Species of flowering plant

Allocasuarina spinosissima is a species of flowering plant in the family Casuarinaceae and is endemic to Western Australia. It is a monoecious shrub with its leaves reduced to overlapping scales in whorls of nine to eleven, the mature fruiting cones 10–23 mm long, containing winged seeds 5.5–7.0 mm long.

==Description==
Allocasuarina spinosissima is a monoecious shrub that typically grows to a height of 2–4 m. Its branchlets are more or less erect, up to 260 mm long, the leaves reduced to overlapping scale-like teeth 0.5–1.0 mm long, arranged in whorls of nine to eleven around the needle-like branchlets. The sections of branchlet between the leaf whorls are 8–13 mm long and 1.0–1.8 mm wide. Male flowers are arranged in spikes 15–30 mm long, with seven or eight whorls per centimetre (per 0.39 in.), the anthers 0.8–1.3 mm long. Female cones are sessile or on a peduncle up to 6 mm long, the mature cones 10–23 mm long and 8–12 mm in diameter, with sharply pointed, curved awns near the base of the bracteoles, but that falls off as the cone matures. The winged seeds are dark brown and 5.5–7.0 mm long.

==Taxonomy==
This sheoak was first formally described in 1923 by Charles Gardner who gave it the name Casuarina spinosissima in the Journal and Proceedings of the Royal Society of Western Australia from specimens he collected near Carrabin in 1922. It was reclassified in 1982 as Allocasuarina spinosissima by Lawrie Johnson in the Flora of Australia. The specific epithet (spinosissima) means "very spiny".

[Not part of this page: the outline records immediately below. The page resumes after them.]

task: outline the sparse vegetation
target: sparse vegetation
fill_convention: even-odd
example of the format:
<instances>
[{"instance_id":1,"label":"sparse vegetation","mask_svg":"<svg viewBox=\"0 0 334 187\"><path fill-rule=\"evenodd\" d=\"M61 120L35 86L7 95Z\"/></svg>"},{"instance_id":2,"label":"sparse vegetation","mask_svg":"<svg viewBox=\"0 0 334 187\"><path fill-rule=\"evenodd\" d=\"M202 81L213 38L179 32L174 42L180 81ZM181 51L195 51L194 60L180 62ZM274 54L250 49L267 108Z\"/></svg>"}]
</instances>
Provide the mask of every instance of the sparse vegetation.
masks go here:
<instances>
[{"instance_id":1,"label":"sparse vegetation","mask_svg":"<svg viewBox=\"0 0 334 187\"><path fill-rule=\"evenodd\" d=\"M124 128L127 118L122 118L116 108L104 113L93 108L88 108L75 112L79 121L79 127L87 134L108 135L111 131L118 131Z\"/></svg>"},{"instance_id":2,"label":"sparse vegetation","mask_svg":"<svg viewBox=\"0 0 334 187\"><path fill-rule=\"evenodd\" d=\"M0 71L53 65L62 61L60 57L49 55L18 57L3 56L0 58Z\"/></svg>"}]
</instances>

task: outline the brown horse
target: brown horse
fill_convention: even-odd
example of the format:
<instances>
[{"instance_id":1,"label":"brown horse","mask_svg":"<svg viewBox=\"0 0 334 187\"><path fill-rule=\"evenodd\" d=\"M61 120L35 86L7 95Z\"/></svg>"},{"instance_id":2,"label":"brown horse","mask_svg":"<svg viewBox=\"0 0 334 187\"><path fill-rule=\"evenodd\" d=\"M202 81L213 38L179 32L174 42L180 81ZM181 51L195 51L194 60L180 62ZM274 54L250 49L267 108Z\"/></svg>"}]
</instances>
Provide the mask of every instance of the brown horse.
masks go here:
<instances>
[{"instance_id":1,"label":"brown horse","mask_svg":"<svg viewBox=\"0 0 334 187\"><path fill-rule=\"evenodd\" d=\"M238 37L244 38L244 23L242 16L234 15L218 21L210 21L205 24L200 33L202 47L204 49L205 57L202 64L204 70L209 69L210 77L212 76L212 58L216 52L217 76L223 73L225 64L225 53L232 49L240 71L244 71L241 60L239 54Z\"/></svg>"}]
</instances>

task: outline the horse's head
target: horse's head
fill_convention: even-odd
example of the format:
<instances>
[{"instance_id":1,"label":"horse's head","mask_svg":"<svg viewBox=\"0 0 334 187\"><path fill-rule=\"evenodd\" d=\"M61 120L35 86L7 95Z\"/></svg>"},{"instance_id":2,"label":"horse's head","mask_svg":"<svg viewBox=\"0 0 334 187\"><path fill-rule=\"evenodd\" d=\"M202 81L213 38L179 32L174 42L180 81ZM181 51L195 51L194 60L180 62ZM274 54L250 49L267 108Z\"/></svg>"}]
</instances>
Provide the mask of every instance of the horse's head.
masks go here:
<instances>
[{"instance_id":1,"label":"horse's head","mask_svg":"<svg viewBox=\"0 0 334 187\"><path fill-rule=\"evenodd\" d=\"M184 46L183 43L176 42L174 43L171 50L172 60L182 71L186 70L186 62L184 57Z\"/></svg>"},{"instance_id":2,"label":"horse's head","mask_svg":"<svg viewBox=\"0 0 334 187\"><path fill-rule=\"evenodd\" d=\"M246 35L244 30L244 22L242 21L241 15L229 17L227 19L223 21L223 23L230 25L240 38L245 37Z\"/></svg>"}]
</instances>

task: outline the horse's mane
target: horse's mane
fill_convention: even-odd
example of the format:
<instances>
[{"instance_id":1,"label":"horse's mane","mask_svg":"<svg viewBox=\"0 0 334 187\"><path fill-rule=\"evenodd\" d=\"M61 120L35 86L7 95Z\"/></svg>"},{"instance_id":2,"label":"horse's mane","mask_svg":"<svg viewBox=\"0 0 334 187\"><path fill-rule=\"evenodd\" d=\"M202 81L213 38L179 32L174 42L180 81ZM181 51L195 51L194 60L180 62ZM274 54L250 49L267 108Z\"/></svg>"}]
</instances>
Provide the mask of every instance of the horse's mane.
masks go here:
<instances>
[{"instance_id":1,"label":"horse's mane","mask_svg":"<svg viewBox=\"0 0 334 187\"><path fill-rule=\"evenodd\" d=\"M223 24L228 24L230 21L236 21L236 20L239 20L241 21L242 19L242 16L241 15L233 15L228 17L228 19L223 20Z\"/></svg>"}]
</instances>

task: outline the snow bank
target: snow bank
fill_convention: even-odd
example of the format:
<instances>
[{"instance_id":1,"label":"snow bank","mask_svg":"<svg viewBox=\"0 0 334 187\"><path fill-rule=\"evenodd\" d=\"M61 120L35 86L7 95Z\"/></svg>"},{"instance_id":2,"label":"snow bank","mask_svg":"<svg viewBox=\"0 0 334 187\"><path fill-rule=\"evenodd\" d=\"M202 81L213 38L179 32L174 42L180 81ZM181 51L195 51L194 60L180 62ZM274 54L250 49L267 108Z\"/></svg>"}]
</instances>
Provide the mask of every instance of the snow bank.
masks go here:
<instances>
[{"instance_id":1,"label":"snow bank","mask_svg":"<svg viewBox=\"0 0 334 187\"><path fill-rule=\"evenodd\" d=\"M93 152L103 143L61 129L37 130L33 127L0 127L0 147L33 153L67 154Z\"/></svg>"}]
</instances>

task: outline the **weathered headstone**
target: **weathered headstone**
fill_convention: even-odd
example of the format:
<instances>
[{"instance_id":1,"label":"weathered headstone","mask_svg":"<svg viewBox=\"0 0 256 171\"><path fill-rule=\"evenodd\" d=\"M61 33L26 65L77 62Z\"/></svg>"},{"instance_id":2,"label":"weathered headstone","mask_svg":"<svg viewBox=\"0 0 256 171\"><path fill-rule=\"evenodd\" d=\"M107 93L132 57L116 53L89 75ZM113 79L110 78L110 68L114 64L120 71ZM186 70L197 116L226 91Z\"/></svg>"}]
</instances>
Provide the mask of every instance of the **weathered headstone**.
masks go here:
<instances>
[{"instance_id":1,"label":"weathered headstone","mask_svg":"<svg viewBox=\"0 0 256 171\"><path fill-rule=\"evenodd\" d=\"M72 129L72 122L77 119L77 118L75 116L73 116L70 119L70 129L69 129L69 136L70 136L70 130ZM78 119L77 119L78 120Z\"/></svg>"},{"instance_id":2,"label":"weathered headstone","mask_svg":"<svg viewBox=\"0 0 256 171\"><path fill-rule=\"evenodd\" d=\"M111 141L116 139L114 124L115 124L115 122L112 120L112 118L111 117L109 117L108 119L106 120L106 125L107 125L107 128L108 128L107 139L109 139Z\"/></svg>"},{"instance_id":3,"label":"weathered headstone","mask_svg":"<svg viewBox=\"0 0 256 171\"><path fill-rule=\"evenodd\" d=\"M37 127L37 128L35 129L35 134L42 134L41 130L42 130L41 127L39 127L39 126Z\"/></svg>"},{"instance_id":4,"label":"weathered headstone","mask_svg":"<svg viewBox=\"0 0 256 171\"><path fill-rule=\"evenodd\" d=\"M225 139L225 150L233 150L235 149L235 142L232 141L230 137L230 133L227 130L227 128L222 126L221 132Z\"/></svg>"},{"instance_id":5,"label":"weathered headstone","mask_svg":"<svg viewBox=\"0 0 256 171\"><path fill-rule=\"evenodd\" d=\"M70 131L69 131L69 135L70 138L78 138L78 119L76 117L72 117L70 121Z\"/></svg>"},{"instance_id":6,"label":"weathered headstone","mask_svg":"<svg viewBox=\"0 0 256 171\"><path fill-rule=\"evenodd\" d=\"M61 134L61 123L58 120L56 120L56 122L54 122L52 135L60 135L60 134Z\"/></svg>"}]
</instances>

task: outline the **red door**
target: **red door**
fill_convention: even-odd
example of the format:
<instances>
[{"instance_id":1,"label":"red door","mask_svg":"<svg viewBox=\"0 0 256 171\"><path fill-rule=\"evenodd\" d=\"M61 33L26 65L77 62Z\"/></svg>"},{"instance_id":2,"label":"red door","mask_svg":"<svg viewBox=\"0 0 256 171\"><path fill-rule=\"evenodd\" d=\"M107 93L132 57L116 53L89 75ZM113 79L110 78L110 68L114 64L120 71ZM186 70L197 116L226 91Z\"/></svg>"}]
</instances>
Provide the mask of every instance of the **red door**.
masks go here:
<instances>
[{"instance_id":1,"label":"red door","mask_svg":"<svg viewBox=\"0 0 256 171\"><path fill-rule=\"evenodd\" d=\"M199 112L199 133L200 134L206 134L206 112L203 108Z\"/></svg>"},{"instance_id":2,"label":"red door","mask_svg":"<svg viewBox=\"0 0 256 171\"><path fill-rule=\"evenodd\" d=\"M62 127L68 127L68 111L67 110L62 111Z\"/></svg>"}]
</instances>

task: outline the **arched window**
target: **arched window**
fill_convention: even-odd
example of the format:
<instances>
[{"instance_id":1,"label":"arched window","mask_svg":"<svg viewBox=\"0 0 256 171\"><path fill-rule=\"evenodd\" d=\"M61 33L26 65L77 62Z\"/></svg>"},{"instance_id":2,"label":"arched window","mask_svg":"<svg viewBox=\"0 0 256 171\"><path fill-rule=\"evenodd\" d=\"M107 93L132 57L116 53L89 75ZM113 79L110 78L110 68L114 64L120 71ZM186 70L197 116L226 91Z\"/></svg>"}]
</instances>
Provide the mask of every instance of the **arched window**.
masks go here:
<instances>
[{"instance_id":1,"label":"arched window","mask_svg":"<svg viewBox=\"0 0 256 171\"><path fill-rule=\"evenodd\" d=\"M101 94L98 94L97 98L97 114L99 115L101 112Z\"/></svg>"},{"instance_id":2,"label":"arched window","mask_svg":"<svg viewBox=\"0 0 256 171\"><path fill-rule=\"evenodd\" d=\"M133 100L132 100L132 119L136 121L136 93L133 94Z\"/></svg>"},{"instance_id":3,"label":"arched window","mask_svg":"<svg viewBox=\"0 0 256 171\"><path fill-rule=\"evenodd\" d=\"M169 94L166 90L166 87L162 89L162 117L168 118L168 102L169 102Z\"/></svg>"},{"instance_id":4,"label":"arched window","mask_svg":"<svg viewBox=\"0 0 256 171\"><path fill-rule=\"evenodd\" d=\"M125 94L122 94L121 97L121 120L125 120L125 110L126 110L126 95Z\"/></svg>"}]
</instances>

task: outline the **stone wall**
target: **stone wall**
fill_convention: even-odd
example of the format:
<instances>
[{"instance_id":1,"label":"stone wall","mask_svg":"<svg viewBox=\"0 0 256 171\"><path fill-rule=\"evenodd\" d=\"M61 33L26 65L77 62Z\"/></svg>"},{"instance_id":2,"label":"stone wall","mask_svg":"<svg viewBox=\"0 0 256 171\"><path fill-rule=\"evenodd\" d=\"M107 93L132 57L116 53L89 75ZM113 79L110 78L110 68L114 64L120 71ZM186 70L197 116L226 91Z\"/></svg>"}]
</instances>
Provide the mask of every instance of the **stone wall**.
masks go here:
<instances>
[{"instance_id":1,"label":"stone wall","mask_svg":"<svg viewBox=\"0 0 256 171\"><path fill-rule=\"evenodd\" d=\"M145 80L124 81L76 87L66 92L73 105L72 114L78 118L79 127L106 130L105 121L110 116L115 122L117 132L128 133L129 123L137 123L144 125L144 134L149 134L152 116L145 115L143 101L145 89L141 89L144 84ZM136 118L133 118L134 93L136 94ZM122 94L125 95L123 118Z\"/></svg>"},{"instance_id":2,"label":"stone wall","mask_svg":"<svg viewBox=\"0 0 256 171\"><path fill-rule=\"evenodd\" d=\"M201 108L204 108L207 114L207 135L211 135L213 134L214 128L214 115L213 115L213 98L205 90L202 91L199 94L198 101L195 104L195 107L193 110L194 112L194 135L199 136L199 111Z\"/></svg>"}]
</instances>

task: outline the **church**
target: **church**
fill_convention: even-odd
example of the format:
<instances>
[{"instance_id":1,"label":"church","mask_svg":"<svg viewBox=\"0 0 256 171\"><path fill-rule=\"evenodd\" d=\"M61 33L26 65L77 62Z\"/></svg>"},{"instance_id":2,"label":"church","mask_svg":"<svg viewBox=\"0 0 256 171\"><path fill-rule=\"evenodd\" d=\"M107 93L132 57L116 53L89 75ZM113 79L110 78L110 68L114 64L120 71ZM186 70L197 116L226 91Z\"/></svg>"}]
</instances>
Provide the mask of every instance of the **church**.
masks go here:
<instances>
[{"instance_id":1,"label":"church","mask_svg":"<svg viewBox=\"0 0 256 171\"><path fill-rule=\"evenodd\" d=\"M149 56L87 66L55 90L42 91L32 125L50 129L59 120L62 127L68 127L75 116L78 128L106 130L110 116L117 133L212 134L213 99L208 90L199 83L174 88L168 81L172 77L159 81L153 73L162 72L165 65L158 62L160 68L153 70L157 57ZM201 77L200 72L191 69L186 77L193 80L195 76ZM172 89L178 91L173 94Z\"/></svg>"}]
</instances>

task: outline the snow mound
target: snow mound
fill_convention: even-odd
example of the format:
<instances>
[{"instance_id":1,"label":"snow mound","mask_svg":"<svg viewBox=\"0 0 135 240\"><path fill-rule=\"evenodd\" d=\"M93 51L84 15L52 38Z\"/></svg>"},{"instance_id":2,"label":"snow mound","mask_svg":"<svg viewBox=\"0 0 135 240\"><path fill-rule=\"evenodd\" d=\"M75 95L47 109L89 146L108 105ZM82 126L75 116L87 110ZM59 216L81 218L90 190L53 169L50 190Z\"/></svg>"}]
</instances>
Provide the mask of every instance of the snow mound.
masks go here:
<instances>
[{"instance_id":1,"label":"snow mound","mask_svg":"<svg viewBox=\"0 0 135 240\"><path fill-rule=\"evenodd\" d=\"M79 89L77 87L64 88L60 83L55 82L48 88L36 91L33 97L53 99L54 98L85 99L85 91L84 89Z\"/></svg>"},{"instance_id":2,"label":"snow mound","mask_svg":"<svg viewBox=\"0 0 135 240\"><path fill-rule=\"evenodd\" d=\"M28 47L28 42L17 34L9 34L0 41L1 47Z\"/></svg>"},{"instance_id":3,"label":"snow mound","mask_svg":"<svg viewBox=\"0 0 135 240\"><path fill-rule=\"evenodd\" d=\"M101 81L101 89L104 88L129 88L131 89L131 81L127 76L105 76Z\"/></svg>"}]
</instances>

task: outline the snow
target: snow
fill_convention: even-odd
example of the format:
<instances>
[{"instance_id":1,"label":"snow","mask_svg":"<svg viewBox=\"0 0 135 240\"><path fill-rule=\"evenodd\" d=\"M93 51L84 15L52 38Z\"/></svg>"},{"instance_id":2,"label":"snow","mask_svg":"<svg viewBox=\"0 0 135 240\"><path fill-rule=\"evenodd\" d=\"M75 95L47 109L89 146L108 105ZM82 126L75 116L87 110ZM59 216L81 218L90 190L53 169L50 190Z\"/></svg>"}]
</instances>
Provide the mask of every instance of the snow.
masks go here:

==Distribution and habitat==
Allocasuarina spinosissima grows in heath on sandplains and is widespread between Southern Cross, Norseman and Queen Victoria Spring in the Avon Wheatbelt, Coolgardie, Esperance Plains, Great Victoria Desert, Mallee and Murchison Coastal Plain bioregions of Western Australia.

==Conservation status==
Allocasuarina spinosissima is listed as "not threatened" by the Western Australian Government Department of Biodiversity, Conservation and Attractions.